BNIP creates extra value for agricultural land near watercourses and raises awareness
Once widely present in Europe, alluvial forests have become rare, and their conservation state has deteriorated. Many threats weigh upon this habitat: drainage, filling, soil compaction and colonization by invasive alien species. The conservation state of this ecosystem has led to classify it as a priority habitat at a European level, according to the 1992 habitat directive. Alluvial forests host particularly interesting fauna and flora, depending on both aquatic and terrestrial environments, such as the otter or the kingfisher. In addition, through the root system of certain tree species, this afforestation provides hiding places, feeding and egg-laying sites for aquatic fauna.
In agricultural landscape, alluvial forests are present in the form of hedges along watercourses. These trees act as a “buffer” between the watercourse and the adjacent environment, limiting eutrophication of watercourses. In addition, these riparian hedges, through their linear structure, contribute to the ecological network. For farmers, riparian hedges have several direct advantages. It acts as a windbreak, protecting the livestock in pasture and limits the drying out of crops. It also limits erosion by stabilizing the riverbanks.

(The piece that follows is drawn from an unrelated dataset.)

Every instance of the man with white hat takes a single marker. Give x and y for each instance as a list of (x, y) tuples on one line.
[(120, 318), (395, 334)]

One of the objectives of the LIFE BNIP project is the plantation of 60 km of riparian hedges in agricultural areas in Wallonia. This mission, supervised by Natagriwal, enabled to create new AECM (agri-environment climate measures) allowing farmers to add value to their land bordering watercourses. It also enabled to promote the Walloon region’s planting funding and to raise awareness of farmers and watercourse managers to the importance of revegetating the banks. Following this objective, the public water management company is currently financing the plantation of riparian hedges in cropland. This funding and AECM will be maintained after the end of the LIFE BNIP project.